If someone can check that my attempt is correct, I would really appreciate it.

$a_1=0$ since we cannot have just $0$ or just $1$ as there will be no adjacent of the same type

$a_2=2$: either $00$ or $11$

$a_3=2$: either $000$ or $111$

$a_4=4$:

Reasoning:

$\textbf{If we start with a $0$}$: For the second entry we have $1$ choice as we are forced to put a $0$ since we started with a $0$. For the third entry we have $2$ choices, and similarly for the fourth entry we have $1$ choice. So there are $2$ such strings.

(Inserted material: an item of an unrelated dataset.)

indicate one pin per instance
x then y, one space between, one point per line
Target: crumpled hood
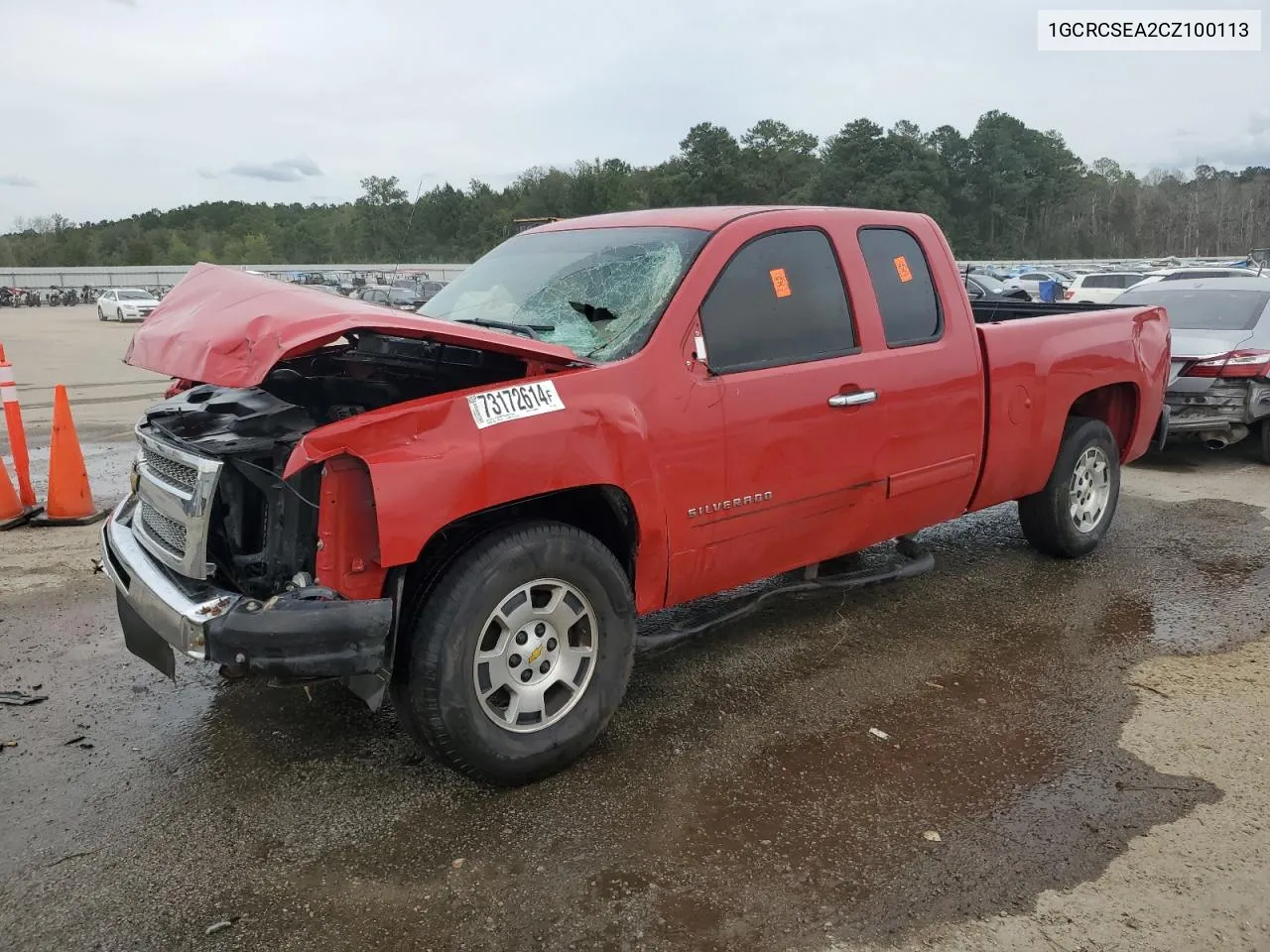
225 326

$\textbf{If we start with a $1$}$: For the second entry we are forced to put a $1$. For the third entry we have $2$ choices, and for the fourth entry we have $1$ choice. So there are $2$ such strings.

So $a_4=2+2=4$ strings.

Following the same method for the remaining:

$a_5=4$

$a_6=8$

$a_7=8$

$\textbf{(b) Find the recurrence relation for $a_n$}$

$$a_n= \begin{cases} 2a_{n-2}&n \text{ even},\\ a_{n-1}&n \text{ odd} \end{cases}$$

Answer 1

Your argument seems wrong to me. In particular the following part.

If we start with a $0$: For the second entry we have one choice as we are forced to put a $0$ since we started with a $0$. For the third entry we have two choices, and similarly for the fourth entry we have one choice.

That last sentence seems to be true for $n=4$, but not in general for $n>4$. In this case it is only true if you choose $1$ for the third entry, but if you've chosen $0$ then you have two choices.

That analogous happens in the case where you start with $1$.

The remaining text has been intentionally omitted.